Is it a shift of hormones after weaning LittleFritter? The lifting of the winter blues? I don't know. But I'm so thankful for it. It gives me hope that my brain will someday contain more ideas not related to diapering, meals, laundry processing, and squabble mediation. Someday.

So the lady in the shop mentioned that the previous owner was an antique collector. She got everything from him. Thankfully, my local Texas expat friends have planned a trip to an antique mall next month. Armed with my measuring tape and their design skills, I'm sure I can find something to fill that spot in our entryway. But in the meantime, it's exciting to think about coming back to life even more. And I'm so overwhelmingly thankful for this feeling of hope. It's nice to be awake.

Monday, April 17, 2017

"It's Only Hard Because You Make It Hard"

My happy charming Gerber-baby 13 month old really despises getting her hair washed. She goes from babbling, splashing, grinning cherub to demon-posessed-creature-with-superhuman-strength as soon as she figures out what I'm about to do. And so she screams, flails, and refuses to sit down in the large Ikea Samla bin that doubles as a bathtub in our desperately-needing-renovation 1880's home. To keep the bathroom from completely getting covered in water, I have to force her to sit and pin her down while I rinse her hair. It is not pretty. It is very noisy. And it is exhausting. 

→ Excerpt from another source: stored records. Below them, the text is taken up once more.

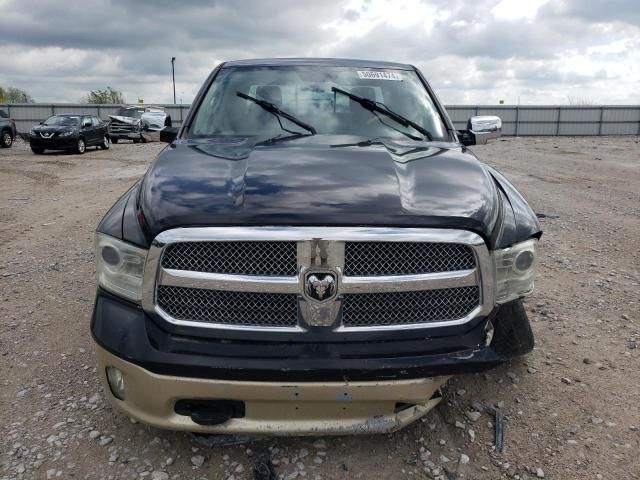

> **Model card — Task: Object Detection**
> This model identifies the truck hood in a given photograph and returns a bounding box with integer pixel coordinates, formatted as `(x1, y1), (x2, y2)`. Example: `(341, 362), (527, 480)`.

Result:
(109, 115), (140, 125)
(139, 135), (499, 238)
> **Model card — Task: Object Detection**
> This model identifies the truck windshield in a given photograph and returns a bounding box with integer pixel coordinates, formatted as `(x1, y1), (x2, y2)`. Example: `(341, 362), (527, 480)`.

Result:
(187, 66), (447, 140)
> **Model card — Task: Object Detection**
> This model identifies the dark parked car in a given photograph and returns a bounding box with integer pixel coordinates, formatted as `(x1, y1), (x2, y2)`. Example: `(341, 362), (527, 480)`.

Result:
(91, 59), (542, 435)
(0, 110), (16, 148)
(29, 113), (111, 153)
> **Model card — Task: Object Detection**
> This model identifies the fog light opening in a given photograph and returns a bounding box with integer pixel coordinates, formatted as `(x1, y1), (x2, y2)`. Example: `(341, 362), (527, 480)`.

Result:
(484, 320), (494, 347)
(106, 367), (125, 400)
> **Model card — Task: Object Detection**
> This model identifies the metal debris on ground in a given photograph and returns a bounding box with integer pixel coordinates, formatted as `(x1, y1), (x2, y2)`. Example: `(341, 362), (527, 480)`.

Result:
(471, 400), (504, 453)
(251, 452), (278, 480)
(187, 432), (260, 447)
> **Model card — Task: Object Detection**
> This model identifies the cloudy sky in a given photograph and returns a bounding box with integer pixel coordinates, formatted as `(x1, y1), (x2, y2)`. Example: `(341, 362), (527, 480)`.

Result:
(0, 0), (640, 104)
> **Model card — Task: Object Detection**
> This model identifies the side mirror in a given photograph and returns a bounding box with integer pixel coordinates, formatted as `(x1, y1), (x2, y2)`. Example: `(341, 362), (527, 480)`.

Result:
(160, 127), (178, 143)
(458, 115), (502, 146)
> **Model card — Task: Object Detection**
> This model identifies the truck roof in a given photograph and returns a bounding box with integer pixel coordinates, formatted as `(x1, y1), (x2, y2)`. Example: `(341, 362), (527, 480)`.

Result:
(224, 58), (413, 70)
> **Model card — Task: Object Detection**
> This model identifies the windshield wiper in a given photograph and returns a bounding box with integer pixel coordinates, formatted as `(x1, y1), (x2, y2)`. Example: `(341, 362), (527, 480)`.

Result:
(331, 87), (433, 141)
(256, 130), (313, 146)
(236, 92), (316, 135)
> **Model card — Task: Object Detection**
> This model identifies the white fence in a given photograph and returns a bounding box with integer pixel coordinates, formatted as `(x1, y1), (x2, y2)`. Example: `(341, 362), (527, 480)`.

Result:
(0, 103), (640, 135)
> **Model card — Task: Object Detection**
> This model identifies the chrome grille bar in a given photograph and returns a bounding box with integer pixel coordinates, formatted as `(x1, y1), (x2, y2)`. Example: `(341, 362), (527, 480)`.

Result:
(143, 227), (494, 332)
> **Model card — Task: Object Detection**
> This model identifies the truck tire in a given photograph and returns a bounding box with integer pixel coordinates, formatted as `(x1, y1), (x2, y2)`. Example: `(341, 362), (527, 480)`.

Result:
(0, 129), (13, 148)
(491, 300), (535, 357)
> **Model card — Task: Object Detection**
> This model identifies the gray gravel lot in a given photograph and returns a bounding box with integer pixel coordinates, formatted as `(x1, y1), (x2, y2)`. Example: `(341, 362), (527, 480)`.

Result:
(0, 137), (640, 480)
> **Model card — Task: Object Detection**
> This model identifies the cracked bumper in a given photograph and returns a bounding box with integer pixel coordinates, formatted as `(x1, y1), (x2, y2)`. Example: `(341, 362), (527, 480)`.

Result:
(96, 347), (449, 435)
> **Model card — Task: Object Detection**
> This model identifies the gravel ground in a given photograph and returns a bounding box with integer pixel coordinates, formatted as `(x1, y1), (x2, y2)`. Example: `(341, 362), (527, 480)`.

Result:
(0, 137), (640, 480)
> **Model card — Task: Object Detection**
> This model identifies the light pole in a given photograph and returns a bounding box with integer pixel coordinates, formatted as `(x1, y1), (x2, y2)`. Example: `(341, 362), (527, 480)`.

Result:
(171, 57), (176, 105)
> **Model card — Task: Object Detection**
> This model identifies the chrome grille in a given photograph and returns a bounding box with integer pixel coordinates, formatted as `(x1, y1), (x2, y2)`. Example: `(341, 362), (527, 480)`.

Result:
(157, 285), (298, 327)
(142, 227), (495, 332)
(344, 242), (476, 277)
(162, 242), (297, 276)
(342, 286), (480, 327)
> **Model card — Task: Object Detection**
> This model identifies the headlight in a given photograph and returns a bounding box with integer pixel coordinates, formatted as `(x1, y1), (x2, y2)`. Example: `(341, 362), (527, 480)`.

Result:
(493, 239), (538, 303)
(96, 233), (147, 302)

After going through the ordeal tonight, I wrapped my traumatized cherub/demon in a towel and held her in front of the mirror to wave at the cute baby in it. "You know, it's only hard because you make it hard." I tried to explain to her that calmly sitting and allowing water to be poured down the back of her head would be quick and painless if she didn't fight it so much. It was good for her, it was going to get done either way, and she might even like it a bit if she just relaxed and got it over with. 

I don't think she's convinced.

But I thought of those words. "It's only hard because you make it hard." 
It's so clear to me, the torturer, that she's being ridiculous. 

But I wonder how I do this in my life. I got the nagging suspicion that I am just as guilty as she is. But I'm almost 40 years older. And should probably know better. 
How much easier would my life be if I didn't fight stuff? And what am I fighting that creates trauma and frustration? I'm not sure yet. But it's worth considering.